Poliseno: We simply do not tolerate bullying in any form. As a school we have a No Bullying policy which includes all forms of harassment. This year we are bringing in Rachel's Challenge, which is a wonderful program to help build and create a caring and safe school community. We have a very diverse student population and I believe creating an awareness of differences is extremely important in the middle grades as this is the age we learn to build respect for one another. I also believe that as teachers and adults we need to role model respect for one another as well as our students. Language arts teachers can do a lot with literature that addresses intolerance in our society through engaging students in quality in-depth class discussions. Unfortunately, many schools are removing their advisory programs, which, if conducted effectively, are an excellent way to address many of these types of issues.
AMLE: How have you juggled leading a major education association while being fully engaged as classroom teacher?
Poliseno: I have had wonderful support from my administration at the building and district level. In addition, I work with a great group of colleagues who have supported me in my leadership role. It has been interesting to observe the ways in which my students have responded to my absences from the classroom—they are always excited and interested in what I am doing for their age group and have cooperated (behaved) so appropriately during my absences. I like to think that has been their way of supporting me. Many have even shared how proud they are to have a teacher who is so involved in advocating for them! At times, it has been a bit overwhelming, but the experience has made me not only a better person, but a better teacher, colleague, and mentor. Of course, finding time to do my paperwork has been a challenge and there has not been much personal time, but the personal and professional growth I have experienced as a result has been so valuable and worthwhile! Advocating for and leading an association focused on an age group that I am so passionate about truly has been something I never imagined myself doing earlier in my career!
AMLE: What parting words of wisdom would you like to share with middle grades educators?
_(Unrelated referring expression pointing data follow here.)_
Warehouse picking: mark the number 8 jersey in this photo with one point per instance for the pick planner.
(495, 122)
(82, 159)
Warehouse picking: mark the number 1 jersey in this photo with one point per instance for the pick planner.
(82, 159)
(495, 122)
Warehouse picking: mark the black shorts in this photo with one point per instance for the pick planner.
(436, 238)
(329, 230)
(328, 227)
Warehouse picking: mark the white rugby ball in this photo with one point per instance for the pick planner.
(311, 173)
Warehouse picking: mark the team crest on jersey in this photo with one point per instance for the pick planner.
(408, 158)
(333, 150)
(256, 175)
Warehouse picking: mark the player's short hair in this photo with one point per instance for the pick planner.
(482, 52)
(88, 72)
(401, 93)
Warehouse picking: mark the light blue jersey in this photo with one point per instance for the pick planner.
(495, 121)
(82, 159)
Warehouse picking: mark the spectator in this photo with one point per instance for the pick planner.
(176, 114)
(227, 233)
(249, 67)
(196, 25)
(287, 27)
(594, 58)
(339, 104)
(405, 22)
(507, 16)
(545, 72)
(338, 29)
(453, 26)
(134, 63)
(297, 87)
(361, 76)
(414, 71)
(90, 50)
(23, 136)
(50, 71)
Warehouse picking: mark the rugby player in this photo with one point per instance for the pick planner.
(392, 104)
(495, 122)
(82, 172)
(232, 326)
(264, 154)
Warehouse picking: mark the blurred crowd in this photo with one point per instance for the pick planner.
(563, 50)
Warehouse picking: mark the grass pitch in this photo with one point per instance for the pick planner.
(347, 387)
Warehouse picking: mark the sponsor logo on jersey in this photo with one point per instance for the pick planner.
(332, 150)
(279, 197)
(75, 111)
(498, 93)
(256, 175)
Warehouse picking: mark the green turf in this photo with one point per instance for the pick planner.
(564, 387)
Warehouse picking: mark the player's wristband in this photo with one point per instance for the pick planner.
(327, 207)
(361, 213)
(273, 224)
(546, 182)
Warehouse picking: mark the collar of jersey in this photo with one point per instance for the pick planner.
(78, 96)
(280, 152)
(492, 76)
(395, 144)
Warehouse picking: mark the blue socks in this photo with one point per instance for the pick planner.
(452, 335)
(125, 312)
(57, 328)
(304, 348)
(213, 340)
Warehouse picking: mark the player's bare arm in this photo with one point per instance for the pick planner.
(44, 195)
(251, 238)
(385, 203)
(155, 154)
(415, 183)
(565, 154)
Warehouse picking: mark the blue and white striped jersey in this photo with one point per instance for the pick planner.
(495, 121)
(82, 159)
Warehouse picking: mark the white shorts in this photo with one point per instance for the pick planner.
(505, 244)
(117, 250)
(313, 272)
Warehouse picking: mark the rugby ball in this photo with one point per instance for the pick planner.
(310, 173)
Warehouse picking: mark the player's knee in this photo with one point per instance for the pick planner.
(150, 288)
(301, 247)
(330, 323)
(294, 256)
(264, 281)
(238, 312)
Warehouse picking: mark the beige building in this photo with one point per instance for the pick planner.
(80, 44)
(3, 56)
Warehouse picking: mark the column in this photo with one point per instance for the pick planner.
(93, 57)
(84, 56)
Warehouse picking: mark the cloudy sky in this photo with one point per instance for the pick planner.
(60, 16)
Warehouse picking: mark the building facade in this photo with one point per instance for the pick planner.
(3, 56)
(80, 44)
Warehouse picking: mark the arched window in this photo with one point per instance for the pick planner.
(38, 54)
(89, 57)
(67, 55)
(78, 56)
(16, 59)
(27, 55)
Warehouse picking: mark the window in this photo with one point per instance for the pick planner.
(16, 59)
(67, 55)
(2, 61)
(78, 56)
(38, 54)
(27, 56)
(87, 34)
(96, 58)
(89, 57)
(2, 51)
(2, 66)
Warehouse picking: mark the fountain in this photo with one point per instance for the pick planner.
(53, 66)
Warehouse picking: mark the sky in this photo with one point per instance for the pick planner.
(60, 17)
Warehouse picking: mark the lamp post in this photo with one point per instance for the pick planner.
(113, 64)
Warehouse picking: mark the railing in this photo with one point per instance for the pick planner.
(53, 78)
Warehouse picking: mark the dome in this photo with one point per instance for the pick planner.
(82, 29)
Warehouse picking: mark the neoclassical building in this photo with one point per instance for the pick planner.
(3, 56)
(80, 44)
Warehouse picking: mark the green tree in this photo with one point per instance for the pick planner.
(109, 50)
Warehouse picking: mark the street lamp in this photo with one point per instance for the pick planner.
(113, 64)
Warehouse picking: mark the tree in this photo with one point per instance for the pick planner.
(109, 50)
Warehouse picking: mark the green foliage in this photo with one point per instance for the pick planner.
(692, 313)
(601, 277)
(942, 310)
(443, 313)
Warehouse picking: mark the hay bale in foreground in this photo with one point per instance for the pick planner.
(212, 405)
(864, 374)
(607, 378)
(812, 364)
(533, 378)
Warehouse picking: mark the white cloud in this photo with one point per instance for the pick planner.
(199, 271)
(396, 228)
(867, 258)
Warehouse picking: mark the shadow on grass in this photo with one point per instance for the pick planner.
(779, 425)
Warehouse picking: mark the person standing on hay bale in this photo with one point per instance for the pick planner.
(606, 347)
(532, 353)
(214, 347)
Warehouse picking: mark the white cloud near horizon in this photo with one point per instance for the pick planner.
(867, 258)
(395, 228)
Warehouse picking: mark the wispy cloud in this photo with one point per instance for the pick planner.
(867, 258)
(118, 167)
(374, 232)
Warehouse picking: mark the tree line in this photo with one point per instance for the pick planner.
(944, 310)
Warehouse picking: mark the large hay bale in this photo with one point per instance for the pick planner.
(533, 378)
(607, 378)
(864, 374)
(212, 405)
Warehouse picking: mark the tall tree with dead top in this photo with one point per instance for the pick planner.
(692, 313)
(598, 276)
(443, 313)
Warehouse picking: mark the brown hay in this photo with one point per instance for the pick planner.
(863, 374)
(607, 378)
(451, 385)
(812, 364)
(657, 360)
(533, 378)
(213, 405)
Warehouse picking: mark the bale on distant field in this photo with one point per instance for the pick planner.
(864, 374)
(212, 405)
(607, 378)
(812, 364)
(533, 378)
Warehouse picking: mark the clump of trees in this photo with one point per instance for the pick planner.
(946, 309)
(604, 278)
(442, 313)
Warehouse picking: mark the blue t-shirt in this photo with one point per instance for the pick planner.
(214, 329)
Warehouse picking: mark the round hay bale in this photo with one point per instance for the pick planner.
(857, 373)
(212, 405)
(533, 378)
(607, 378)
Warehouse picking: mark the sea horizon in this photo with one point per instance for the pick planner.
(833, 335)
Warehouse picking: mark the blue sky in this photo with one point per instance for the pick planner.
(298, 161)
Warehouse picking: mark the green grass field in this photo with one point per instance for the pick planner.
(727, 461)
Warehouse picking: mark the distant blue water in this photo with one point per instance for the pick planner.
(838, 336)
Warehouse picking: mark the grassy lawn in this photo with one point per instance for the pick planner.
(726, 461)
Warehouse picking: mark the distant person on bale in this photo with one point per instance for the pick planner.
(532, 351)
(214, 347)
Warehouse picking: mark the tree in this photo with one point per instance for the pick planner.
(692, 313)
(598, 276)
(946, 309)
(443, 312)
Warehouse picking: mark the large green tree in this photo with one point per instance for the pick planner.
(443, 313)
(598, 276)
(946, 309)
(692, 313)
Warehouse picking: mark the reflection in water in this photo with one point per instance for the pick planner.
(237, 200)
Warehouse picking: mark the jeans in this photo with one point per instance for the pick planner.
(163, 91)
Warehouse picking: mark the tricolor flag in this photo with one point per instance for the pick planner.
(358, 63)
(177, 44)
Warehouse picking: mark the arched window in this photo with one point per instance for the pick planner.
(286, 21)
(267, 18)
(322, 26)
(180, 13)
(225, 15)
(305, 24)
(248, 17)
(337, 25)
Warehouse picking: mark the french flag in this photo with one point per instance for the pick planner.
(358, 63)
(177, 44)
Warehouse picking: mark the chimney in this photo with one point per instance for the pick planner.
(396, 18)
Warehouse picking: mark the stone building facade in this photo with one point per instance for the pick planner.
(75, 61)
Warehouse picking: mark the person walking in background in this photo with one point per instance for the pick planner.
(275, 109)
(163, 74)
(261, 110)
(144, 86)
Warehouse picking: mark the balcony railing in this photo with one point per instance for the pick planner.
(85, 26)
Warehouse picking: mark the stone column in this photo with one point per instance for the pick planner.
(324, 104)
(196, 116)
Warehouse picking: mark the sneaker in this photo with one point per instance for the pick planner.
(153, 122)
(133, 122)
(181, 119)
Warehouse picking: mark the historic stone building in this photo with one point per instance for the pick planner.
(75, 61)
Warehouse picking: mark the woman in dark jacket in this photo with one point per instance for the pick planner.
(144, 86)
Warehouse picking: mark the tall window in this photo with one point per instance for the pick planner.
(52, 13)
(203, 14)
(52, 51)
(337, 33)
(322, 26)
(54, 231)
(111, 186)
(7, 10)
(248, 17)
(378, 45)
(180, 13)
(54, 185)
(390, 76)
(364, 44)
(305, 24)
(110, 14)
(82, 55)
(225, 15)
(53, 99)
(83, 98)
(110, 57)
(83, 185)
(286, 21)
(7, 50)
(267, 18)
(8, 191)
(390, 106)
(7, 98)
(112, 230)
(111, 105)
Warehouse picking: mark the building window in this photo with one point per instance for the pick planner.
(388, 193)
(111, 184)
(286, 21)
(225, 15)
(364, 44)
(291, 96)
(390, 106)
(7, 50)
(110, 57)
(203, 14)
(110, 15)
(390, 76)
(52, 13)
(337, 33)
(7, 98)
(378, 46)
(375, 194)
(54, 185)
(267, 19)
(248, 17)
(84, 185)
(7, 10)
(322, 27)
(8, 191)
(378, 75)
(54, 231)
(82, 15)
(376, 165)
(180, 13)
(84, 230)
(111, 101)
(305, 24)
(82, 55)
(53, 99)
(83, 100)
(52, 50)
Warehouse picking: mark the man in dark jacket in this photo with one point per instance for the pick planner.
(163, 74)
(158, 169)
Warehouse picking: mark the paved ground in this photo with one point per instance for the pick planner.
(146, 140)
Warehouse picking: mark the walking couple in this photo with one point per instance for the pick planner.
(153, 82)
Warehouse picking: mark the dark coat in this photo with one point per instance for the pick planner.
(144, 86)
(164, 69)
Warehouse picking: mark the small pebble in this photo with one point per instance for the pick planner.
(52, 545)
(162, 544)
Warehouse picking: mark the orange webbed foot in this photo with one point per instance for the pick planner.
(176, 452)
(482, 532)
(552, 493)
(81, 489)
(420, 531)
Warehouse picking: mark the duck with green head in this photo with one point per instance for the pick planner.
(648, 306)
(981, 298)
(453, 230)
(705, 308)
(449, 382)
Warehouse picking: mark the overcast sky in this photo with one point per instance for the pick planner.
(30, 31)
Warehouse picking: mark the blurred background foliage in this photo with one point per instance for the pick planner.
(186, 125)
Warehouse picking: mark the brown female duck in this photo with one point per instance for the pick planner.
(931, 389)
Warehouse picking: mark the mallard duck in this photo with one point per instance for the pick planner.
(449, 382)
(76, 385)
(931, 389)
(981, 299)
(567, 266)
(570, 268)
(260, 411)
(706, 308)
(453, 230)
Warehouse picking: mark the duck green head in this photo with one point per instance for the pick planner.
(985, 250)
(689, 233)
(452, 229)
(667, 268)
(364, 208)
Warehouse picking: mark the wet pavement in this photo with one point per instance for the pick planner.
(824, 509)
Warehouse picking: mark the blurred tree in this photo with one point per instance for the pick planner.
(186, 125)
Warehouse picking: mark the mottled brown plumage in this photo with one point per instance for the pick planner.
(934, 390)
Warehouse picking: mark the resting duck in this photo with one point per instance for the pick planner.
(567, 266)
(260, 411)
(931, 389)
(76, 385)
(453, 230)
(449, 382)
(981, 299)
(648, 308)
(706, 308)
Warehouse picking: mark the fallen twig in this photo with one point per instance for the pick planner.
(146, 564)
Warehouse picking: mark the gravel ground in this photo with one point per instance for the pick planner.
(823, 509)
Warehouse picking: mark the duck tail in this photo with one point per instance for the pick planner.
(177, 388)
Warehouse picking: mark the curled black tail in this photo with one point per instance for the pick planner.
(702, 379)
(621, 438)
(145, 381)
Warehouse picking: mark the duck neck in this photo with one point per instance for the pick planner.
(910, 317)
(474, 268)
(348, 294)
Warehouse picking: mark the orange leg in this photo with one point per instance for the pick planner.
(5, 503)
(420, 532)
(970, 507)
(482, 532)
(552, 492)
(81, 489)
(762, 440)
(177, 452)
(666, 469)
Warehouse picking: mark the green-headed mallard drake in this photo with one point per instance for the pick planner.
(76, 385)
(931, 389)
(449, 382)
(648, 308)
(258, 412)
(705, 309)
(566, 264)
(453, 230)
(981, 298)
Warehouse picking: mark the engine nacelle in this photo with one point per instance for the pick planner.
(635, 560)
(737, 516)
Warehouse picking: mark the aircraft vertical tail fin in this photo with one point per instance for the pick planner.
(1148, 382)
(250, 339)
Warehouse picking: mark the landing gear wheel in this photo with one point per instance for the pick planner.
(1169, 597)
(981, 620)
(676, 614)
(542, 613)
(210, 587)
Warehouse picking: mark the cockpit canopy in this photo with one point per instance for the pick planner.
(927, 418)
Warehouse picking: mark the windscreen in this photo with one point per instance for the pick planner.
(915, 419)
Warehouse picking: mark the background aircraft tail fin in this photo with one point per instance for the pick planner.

Poliseno: Stay the course! Take the time to appreciate who your students are and learn what they need to be successful. Read and share with your colleagues and parents the essential document This We Believe: Keys to Educating Young Adolescents and its accompanying research piece so everyone in your school understands who your students are academically, socially, emotionally, and developmentally. Hold parent and community focus groups to share ideas on how to communicate with and support this unique and challenging age group. Create academic service learning opportunities that engage students and the community. Advocate for educational funding and programs that will help them reach their full potential. Be your students' voice when education policies seem to be focused on everything except their well-being. Middle grades students are at a fragile age, and as an educator, your voice can be their support. Encourage them, love them, and realize you are making a difference in their lives at a time when no one else understands their needs. Most importantly, realize that as a middle grades educator, no matter how difficult times may be, you have the most important and worthwhile job in the world!